L’association Foodwatch a annoncé le 20 février déposer plainte devant le tribunal judiciaire de Paris, contre les entreprises Nestlé Waters et Sources Alma pour avoir traité illégalement leurs eaux en bouteille et les avoir vendues sans en informer les consommateurs. Elle vise également France pour sa “complaisance” dans cette affaire.

L’information était sortie à la fin du mois de janvier 2024. D’après une enquête menée par Marie Dupin de Radio France et de Stéphane Foucart du Monde, les entreprises Nestlé Waters et Sources Alma ont commercialisé, pendant plusieurs années, de l’eau de source en bouteille, traitée illégalement, sans en informer les consommateurs.

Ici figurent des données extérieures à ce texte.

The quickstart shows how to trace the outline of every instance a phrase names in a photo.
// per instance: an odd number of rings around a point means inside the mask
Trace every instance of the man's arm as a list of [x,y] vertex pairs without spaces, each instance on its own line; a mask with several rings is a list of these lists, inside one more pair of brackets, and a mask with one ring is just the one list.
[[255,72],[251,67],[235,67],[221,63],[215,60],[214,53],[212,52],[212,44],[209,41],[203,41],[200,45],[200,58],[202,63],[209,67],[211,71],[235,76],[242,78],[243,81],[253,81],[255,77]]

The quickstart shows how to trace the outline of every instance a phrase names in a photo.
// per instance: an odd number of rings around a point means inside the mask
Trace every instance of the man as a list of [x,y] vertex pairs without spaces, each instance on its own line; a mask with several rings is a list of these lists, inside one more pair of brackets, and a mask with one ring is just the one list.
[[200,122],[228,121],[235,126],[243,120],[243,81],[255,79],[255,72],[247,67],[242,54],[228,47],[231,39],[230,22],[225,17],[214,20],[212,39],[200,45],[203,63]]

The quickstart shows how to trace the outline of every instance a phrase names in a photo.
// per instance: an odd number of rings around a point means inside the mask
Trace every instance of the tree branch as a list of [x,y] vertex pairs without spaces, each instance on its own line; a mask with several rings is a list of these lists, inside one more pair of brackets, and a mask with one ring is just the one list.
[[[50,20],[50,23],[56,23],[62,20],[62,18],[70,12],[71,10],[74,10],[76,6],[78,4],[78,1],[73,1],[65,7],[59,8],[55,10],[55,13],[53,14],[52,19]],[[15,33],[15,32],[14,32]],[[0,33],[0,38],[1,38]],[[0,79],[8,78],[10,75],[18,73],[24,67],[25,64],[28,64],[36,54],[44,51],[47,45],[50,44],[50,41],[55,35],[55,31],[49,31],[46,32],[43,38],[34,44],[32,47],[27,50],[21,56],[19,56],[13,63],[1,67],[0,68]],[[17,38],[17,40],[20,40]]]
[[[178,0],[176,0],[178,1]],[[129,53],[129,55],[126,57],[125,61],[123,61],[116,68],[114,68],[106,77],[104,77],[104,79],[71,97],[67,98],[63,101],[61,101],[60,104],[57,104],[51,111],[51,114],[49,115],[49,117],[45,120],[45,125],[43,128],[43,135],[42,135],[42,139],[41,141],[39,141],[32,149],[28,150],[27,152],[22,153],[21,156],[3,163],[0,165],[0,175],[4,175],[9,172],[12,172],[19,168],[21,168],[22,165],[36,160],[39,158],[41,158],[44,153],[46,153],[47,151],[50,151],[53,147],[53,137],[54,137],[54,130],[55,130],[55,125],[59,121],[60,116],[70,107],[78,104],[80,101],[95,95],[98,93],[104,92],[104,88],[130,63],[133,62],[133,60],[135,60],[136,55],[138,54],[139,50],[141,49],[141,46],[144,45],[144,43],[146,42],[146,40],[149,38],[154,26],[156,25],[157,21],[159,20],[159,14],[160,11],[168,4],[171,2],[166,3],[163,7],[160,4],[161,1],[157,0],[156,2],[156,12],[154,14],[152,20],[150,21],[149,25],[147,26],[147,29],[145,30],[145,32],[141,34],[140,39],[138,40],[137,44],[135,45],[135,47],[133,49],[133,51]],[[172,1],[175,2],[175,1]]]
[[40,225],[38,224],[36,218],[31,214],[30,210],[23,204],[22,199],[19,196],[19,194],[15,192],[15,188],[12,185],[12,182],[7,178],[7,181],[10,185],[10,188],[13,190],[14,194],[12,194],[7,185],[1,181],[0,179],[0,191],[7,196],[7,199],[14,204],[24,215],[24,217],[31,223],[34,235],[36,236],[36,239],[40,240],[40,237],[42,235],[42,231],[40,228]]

L’organisation Foodwatch a décidé de porter l’affaire devant la justice et déposé plainte au tribunal judiciaire de Paris le mercredi 21 février.

Impact sur les constituants essentiels de l’eau

François Lafforgue, l’avocat de Foodwatch, explique que Nestlé Waters et Sources Alma ont fait croire aux buveurs d’eau en bouteille (de Cristaline, de Perrier, de Vittel, d’Hépar et de Contrex) “qu’elles leur vendaient de l’eau minérale naturelle, conformément à ce que cela implique en termes de bienfaits pour la santé et de qualités nutritionnelles, tandis qu’elles leur vendaient, en fait, de l’eau anciennement contaminée qui avait été traitée de façon illégale”.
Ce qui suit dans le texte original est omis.